In different drilling processes, the ratchet strain effects are similar between ideal drilling (case 1) and picosecond laser drilling (case 4). However, nanosecond drilling (case 2) and picosecond drilling (case 3) exhibit significantly higher ratchet strain levels compared to ideal drilling (case 1), with a greater accumulation of strain over subsequent cycles. Comparing nanosecond drilling (case 2) and picosecond drilling (case 3), nanosecond drilling (case 2) exhibits significantly higher levels of ratchet strain than picosecond drilling (case 3). Within the same drilling process, as the blowing ratio varies, higher temperatures around the hole perimeter correspond to greater ratchet strain levels and the increased accumulation of ratchet strain. This indicates that material fatigue behavior deteriorates more rapidly in high-temperature regions compared to low-temperature regions. When the accumulation reaches a certain threshold, material failure initiates from the high-temperature areas.

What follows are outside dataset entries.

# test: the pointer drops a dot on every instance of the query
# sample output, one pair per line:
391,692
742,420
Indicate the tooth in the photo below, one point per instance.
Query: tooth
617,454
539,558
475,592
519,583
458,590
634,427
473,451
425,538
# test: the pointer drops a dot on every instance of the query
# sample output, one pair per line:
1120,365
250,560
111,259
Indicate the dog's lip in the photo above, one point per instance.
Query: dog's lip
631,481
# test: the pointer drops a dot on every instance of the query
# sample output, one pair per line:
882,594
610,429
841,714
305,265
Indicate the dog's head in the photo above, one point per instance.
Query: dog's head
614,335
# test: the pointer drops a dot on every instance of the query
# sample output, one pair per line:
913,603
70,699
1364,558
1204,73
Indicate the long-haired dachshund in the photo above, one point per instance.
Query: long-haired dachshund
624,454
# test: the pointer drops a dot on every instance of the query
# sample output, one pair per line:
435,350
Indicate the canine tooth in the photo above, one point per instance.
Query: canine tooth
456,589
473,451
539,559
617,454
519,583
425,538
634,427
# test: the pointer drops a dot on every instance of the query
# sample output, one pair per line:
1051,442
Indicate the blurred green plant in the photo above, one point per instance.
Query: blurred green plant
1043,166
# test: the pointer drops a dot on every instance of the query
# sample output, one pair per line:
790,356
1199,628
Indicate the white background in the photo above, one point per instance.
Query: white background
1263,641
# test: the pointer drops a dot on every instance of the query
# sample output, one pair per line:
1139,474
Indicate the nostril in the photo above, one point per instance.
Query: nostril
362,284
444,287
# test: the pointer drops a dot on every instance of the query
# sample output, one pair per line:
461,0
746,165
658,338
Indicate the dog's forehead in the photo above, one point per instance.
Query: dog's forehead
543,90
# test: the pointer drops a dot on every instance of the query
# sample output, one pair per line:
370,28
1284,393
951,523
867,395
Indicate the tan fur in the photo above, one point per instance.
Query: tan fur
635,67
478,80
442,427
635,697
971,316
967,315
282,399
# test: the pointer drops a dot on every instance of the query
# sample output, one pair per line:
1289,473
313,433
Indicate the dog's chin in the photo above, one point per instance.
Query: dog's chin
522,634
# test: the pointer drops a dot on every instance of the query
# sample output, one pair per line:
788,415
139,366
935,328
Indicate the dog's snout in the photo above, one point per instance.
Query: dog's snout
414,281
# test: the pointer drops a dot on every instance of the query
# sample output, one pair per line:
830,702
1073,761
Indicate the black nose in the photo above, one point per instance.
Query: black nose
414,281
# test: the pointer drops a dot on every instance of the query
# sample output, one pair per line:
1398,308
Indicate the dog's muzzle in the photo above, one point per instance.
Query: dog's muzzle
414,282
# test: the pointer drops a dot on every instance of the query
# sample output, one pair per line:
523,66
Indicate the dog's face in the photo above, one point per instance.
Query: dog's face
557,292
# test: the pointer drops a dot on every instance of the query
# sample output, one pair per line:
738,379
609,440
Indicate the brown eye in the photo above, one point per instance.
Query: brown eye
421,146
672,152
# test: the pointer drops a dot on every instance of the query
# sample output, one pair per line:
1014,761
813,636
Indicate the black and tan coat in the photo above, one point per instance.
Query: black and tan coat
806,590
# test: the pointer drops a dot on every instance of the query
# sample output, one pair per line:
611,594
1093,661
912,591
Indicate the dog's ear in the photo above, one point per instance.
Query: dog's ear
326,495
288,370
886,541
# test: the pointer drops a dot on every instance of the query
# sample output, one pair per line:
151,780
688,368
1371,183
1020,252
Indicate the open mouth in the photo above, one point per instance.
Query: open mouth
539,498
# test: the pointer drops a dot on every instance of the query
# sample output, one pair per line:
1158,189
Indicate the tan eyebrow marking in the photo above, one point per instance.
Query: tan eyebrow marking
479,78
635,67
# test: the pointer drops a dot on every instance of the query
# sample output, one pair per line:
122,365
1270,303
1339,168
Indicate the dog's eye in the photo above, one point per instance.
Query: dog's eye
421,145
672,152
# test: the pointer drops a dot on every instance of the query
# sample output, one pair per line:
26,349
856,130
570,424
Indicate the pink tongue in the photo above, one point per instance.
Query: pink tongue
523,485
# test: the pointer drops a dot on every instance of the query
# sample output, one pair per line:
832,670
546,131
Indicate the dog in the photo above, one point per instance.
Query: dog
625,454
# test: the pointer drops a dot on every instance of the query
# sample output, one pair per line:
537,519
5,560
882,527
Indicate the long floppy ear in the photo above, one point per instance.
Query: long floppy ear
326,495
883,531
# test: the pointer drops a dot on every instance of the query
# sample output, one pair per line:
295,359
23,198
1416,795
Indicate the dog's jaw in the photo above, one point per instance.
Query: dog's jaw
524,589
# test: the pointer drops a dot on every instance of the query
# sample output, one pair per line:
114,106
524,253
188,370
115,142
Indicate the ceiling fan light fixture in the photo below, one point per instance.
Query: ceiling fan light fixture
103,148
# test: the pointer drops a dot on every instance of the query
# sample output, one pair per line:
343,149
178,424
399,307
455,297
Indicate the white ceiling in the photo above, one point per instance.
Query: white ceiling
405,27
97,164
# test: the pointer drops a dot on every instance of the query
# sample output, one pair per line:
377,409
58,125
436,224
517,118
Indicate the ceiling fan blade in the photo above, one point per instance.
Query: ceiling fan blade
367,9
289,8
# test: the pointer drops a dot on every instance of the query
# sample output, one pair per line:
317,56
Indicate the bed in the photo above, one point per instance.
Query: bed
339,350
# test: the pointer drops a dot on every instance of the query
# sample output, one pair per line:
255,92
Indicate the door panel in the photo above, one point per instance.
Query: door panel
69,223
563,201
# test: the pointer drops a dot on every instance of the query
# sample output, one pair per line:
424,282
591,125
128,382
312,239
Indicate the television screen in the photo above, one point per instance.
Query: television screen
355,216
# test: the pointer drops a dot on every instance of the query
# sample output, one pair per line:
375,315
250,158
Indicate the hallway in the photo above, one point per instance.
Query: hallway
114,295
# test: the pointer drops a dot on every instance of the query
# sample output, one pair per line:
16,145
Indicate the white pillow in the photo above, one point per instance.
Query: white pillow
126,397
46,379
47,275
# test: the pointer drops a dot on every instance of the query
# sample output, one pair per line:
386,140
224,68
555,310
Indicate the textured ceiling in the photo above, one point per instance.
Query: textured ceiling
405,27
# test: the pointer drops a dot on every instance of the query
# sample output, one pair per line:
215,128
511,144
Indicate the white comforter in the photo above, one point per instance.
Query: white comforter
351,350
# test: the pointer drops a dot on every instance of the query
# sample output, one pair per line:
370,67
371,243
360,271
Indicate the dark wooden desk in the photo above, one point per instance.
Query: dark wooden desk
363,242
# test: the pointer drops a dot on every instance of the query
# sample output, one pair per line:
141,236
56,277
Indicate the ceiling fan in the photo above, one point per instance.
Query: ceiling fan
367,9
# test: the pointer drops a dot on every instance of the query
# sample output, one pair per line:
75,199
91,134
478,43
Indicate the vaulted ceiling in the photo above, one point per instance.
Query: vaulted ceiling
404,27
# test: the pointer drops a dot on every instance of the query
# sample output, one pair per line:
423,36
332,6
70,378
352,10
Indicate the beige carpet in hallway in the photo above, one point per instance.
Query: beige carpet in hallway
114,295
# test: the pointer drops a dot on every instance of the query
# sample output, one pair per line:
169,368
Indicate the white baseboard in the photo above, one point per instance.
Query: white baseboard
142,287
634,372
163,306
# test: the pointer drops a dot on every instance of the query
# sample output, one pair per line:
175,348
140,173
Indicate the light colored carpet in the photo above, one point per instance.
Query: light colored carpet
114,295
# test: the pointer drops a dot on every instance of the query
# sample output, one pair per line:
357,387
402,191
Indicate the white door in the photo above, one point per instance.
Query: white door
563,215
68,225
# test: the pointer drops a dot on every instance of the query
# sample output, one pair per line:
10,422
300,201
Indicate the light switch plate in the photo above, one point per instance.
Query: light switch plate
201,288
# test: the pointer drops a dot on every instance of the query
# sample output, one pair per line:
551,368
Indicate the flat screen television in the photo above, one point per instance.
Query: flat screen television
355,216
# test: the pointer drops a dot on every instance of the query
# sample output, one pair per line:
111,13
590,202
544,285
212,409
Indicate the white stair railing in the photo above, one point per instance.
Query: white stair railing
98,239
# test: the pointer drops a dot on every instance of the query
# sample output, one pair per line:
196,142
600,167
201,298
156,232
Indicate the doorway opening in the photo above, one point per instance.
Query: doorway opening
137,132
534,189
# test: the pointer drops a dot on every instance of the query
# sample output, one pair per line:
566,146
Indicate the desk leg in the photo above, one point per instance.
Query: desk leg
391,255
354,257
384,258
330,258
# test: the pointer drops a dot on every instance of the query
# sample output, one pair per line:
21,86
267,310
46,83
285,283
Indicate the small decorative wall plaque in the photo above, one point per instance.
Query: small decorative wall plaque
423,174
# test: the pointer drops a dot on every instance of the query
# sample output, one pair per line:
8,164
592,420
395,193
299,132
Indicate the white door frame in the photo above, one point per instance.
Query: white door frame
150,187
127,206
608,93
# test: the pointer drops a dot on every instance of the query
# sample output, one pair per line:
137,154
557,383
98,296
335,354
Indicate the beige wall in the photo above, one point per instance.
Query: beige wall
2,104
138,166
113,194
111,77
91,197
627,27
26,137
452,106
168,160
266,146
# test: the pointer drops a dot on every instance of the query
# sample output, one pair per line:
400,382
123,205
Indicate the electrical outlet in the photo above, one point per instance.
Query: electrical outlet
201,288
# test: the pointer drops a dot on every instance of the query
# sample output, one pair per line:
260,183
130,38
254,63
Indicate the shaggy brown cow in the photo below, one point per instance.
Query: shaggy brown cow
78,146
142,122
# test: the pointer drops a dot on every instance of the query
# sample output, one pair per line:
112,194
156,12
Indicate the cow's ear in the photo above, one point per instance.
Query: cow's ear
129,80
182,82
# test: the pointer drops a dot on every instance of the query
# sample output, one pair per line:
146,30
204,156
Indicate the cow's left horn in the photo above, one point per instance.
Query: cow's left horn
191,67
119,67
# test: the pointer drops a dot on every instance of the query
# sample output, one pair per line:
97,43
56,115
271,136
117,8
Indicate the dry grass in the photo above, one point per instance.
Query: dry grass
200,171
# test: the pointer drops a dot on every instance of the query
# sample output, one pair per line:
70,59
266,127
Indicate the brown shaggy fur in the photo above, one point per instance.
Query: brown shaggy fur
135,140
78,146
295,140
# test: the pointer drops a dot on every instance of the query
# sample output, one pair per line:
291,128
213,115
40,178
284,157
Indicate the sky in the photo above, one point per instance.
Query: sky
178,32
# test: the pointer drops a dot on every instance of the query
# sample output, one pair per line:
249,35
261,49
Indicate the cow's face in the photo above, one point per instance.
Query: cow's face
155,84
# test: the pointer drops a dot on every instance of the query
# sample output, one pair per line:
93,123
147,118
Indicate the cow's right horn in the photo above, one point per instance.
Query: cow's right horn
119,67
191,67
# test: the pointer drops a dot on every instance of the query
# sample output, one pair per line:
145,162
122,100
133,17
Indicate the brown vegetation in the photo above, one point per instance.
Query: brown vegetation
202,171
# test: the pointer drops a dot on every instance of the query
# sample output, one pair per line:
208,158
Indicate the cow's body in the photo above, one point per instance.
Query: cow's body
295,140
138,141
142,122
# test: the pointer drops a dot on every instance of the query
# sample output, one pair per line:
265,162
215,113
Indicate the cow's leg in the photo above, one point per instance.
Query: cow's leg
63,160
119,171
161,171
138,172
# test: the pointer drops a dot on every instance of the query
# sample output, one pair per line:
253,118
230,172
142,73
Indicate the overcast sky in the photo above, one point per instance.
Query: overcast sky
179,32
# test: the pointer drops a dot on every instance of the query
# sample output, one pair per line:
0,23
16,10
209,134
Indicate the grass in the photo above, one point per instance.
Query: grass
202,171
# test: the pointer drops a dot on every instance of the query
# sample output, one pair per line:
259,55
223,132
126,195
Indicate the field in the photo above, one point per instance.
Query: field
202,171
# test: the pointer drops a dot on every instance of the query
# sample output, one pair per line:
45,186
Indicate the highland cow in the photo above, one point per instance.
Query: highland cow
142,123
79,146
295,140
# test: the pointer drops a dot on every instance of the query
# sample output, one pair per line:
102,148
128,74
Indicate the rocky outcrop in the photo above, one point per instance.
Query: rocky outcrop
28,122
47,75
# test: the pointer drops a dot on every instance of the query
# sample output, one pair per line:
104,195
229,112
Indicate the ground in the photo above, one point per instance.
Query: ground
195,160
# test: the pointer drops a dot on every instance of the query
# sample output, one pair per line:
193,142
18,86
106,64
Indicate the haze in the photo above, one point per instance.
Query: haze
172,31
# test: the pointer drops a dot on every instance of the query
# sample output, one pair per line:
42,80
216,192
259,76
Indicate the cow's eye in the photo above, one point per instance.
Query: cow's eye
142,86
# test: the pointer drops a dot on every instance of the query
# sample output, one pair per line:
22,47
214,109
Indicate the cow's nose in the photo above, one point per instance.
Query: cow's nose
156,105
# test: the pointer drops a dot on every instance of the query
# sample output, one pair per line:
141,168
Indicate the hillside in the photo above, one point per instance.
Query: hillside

The aforementioned research aligns with the earlier discussion on film-cooling hole damage evolution. Fatigue damage in film-cooling holes is influenced jointly by structural defects caused by different drilling processes and changes in material performance due to temperatures around the hole. Structural factors have a greater influence on this interaction.

6. Conclusions

This research investigates the complex temperature distribution and fatigue behavior of single film-cooling holes manufactured by lasers with different pulse widths in a real flow field. The aerodynamic and heat transfer characteristics of film-cooling holes manufactured using lasers with different pulse widths were analyzed through laser drilling experiments, conjugate heat transfer simulations, and crystal plasticity finite element methods. The results showed the following:

(1)

The diameter and taper of film-cooling holes significantly influence their aerodynamic and heat transfer characteristics, while roundness has no impact. However, roundness errors notably affect the fatigue behavior of film-cooling holes and exhibit a negative correlation. Conversely, the diameter and taper hardly alter their fatigue behavior. The influence of the structure on fatigue behavior is greater than the influence of temperature. Therefore, in design, it is a priority to optimize the structure while maximizing cooling performance as much as possible.

(2)

In a real flow field, a single film-cooling hole exhibits second-order thermal distribution characteristics. The first order is dominated by film cooling, evident in the temperature gradient along the downstream hot wall surface of the hole. The second order is controlled by heat conduction between the gas and solid, manifested as the lowest temperature around the hole perimeter, with temperature gradients extending outward and increasing. Based on the conclusions of this study, further equivalent research using real flow-field temperature tests can be conducted. Establishing a quantitative conversion relationship between equivalent boundaries and real boundaries can be used to guide mechanical testing.

(3)

Changes in the blowing ratio do not affect the temperature or stress distribution around the hole perimeter; they only alter the temperature peak values. An increase in temperature peaks leads to a decrease in stress peak values. According to crystal plasticity theory, DD6 exhibits a positive correlation between fatigue damage and temperature above 850 °C. This phenomenon results in the occurrence of low damage with high stress at low temperatures and high damage with low stress at high temperatures. This has practical application value for material selection and thermal management strategies in high-temperature environments.

(4)

The fatigue damage of a single film-cooling hole is jointly determined by structural defects in the hole and changes in material performance due to temperatures around the hole, with structural factors exerting a greater influence. Nanosecond laser processing exhibits significant machining errors, resulting in oversized apertures, roundness issues, and excessive taper. While its cooling effect is optimal, the roundness error notably decreases fatigue behavior. Picosecond laser drilling follows next in preference. On the other hand, femtosecond laser processing, due to its smaller roundness error, demonstrates superior fatigue behavior.